Casa Grande, AZ train station (destroyed by fire 6/09)
Casa Grande, AZ train station (destroyed by fire 6/09) by Ron Reiring, on Flickr
via Creative Commons Attribution 2.0 Generic (CC BY 2.0) license

Pueblo Deco buildings didn’t need to be grandiose and monumental to fit the general style. The Southern Pacific Railroad constructed a station in Casa Grande, Arizona in 1940 that presented a much more utilitarian form. It was rather simple although it clearly displayed elements of the fusion. Unfortunately despite being listed on the National Register of Historic Places, the building fell into neglect, remained empty for many years, caught fire in 2009 and could not be saved. Photographs of the fire were included on the Casa Grande Firefighters site.

The station used to stand at 201 W Main Street, now a vacant lot. Such a pity. The location still appears on OpenStreetMap for now (map).


Cliff Dwellers’ Apartments, New York City, New York



Cliff Dwellers’ Apartments, New York, NY

While primarily a regional style generally confined to the desert southwest, Pueblo Deco sometimes appeared outside of its natural range. The Cliff Dwellers’ (Cliff Dwelling) Apartments on Riverside Drive between West 96th and 97th Streets in New York City employed a number of similar design characteristics. The New York Times featured this structure in 2002, describing it as "A Terra Cotta Masterpiece."

On the exterior, [Herman Lee] Meader again used terra cotta inventively. His designs of double-headed snakes, the skulls of cows, mountain lions, scowling masklike faces, spears and various American Indian details were worked into ornament.

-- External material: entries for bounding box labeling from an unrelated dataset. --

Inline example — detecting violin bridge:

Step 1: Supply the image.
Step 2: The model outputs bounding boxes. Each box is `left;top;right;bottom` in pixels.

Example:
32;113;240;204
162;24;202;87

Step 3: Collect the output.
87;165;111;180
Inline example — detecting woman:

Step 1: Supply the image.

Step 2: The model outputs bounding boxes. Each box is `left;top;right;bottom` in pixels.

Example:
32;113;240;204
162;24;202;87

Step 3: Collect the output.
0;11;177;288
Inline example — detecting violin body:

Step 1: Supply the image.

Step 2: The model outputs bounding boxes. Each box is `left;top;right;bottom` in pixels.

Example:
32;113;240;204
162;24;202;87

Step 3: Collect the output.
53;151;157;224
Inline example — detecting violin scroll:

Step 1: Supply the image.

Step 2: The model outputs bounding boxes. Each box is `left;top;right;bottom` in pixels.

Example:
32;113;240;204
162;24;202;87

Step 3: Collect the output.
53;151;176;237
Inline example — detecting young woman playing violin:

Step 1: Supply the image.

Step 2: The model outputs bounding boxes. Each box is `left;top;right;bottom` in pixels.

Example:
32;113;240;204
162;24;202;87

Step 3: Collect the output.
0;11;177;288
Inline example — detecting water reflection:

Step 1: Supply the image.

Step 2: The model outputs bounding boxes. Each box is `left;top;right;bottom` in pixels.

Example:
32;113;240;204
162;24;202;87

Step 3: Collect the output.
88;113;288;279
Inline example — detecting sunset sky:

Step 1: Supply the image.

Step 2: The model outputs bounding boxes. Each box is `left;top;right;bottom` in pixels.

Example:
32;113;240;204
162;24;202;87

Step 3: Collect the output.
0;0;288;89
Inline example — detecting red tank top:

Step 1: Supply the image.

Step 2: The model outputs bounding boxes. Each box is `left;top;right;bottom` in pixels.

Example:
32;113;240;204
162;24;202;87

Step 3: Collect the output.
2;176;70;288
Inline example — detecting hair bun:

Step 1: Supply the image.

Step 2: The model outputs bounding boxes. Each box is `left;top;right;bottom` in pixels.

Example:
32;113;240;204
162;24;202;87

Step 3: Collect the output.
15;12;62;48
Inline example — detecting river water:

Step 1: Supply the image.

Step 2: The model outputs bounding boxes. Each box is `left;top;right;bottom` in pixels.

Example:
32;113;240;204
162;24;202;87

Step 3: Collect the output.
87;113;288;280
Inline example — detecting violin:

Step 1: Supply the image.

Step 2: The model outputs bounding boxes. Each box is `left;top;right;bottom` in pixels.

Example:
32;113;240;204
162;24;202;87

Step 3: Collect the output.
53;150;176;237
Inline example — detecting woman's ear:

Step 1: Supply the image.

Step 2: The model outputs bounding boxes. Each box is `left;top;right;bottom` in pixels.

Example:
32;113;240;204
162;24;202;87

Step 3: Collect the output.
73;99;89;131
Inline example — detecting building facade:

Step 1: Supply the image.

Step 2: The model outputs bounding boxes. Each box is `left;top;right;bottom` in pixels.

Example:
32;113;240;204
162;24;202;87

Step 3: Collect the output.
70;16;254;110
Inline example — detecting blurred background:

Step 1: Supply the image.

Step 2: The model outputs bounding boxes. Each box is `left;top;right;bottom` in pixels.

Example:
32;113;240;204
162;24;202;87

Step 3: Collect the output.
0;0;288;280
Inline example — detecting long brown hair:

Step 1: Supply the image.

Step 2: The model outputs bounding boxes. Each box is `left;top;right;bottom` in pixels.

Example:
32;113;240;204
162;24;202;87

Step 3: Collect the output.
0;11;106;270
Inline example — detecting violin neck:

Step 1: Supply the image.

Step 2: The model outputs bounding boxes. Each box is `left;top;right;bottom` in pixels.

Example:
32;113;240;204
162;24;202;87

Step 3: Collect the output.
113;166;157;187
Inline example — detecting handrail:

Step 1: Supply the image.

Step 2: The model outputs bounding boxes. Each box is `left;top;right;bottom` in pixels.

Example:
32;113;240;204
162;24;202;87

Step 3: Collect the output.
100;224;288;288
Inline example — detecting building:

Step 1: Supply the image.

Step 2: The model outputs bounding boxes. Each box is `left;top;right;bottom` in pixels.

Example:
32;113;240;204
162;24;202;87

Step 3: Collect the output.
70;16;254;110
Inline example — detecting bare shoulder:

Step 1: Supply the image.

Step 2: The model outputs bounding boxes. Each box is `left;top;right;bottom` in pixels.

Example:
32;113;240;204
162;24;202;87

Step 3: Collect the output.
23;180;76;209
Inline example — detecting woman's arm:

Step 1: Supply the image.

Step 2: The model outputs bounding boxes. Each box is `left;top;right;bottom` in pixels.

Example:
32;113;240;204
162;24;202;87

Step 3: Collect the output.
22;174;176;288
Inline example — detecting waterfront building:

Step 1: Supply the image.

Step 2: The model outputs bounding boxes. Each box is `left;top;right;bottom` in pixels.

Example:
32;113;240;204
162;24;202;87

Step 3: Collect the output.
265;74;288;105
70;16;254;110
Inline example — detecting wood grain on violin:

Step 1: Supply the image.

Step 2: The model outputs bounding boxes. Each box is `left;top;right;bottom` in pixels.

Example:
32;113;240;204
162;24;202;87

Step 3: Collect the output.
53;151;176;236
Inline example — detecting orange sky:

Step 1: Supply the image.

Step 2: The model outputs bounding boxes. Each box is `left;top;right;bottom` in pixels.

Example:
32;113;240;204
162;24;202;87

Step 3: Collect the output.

In 1916, The New York Herald praised the Cliff Dwelling’s appearance on a lot that had been considered "only fit for a billboard" and hailed its "made-in-America feeling." The Herald said its name opened up a new horizon for developers who had "exhausted the supply of names and styles from every famous palace, chateau and castle in Europe."

It was an interesting solution to fit a narrow, oddly-shaped lot. All apartments faced towards the Riverside Drive side of the building. CityRealty called it "…New York City’s architectural ode to the Wild West, this narrow and angled building is one of the city’s most eccentric." and noted that the American Institute of Architects had earlier said, it "symbolizes the life of the Arizona cliff dwellers and serves to tie these prehistoric people to Manhattan’s modern cliff dwellers."


It All Gets Confusing

I found plenty of other buildings that had been described as Pueblo Deco, or not. Once again my lack of architectural background made it impossible for me to parse. Was the La Fonda Hotel in Santa Fe a Pueblo Deco structure, or Pueblo Revival? Was Fort Worth’s Texas & Pacific Railroad Passenger Station Pueblo Deco or Zigzag Moderne Deco? I dunno. Sources differed and I didn’t have the knowledge to make an intelligent judgment. I still enjoyed looking at them.

I didn’t even know Zigzag Moderne was a thing. Maybe I should stick to geography.